Webb accuses ministers of inconsistency
Oil leader calls for radical tax changes to stop further damage
Malcolm Webb, chief executive of Oil & Gas UK will spell out the damage done by inconsistent government policy when key figures gather for an Oil and Gas Summit in Aberdeen which has been called to protect jobs from the falling price of a barrel.
First Minister Nicola Sturgeon and Scottish Secretary Alistair Carmichael will join representatives from industry, local authorities, trades unions and development agencies aiming to put together a plan for tackling the crisis which has seen thousands of jobs cut following the 60% fall in the price of Brent crude since last summer.
Webb will say: “An unpredictable and harmful business environment has put the UK’s valuable oil and gas industry at great risk and realism about the continuing prominence of oil and gas in the UK’s energy supply should be a guiding principle in future policy decisions.”
He will argue that government policy combined with sharply rising costs and a sudden drop in oil price, has dealt a blow which is doing “real and potentially long-lasting damage”.
Webb will tell those attending: “We in the UK must all wake up to the fact that our reliance on oil and gas for our transport, heating and electricity needs, which currently sits at 73 per cent of total energy, is not going to wane for several decades yet.
“In stark contrast to the many benefits of producing our own indigenous oil and gas, importing energy does not support high skilled British jobs or the public purse and damages the country’s balance of trade and exports of goods and services.
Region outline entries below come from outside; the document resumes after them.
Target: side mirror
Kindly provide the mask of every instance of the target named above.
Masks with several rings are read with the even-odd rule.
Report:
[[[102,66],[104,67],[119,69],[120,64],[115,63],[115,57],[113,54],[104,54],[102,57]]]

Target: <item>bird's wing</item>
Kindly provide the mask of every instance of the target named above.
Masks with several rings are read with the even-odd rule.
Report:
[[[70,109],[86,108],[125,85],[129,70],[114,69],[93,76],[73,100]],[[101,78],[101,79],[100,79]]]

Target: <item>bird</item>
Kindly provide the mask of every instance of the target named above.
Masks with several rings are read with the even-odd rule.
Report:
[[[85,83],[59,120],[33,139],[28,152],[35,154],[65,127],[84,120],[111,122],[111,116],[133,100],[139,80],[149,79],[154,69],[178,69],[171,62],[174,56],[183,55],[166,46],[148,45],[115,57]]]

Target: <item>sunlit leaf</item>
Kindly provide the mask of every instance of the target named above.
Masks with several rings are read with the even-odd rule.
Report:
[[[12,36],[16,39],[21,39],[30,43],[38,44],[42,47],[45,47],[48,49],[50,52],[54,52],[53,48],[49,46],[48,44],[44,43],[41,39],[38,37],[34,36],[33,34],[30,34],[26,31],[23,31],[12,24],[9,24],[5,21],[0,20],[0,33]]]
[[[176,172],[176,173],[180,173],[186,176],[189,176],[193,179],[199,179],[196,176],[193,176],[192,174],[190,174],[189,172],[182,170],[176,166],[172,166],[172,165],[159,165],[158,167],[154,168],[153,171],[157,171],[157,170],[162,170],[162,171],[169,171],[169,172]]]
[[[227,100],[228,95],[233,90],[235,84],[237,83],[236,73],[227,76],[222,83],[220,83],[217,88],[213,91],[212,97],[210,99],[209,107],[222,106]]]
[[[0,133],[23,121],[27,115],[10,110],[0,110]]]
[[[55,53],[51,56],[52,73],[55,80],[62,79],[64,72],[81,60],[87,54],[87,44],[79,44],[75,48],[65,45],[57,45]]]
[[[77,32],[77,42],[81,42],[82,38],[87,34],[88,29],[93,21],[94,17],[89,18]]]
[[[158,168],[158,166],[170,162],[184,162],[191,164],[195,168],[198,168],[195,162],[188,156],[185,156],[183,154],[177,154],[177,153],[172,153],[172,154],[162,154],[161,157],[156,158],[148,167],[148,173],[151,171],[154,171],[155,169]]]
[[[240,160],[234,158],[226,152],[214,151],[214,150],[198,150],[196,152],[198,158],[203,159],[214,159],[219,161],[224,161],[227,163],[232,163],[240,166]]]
“If we are to avoid lasting damage to this industry and its £35 billion supply chain, now is the time for meaningful action. The industry is having to take tough decisions and implement necessary cost reduction and efficiency improvement measures.
“Alongside this, the Department of Energy must proceed as quickly as possible with the full establishment of the new Oil and Gas Authority, and HM Treasury must radically reduce the tax burden on this mature oil and gas province.”
The First Minister will share Mr Webb’s call for changes to the tax regime. In a statement, she said: “The North Sea has made an enormous contribution to both the Scottish and UK economies over the last 40 years and I am certain this will continue for many years to come. However, it is vital that for the industry to succeed in the decades ahead we need fiscal and regulatory change in the oil and gas sector.
“In the short term, that means urgent action on taxation to give the industry the certainty and security it needs to protect jobs and investment. It is essential that the tax reductions are sufficient to instil investor confidence, as without that maximised recovery will not be achieved. This is because the extra investment needed for smaller fields, ageing infrastructure as well as much more exploration and appraisal is only going to be made by operators with substantial tax reductions.
“This summit is an important opportunity for joined up action from industry leaders, unions and government to ensure the industry has the brightest possible future.
“Investors need a strong signal that the North Sea is open for business and they need that signal now.”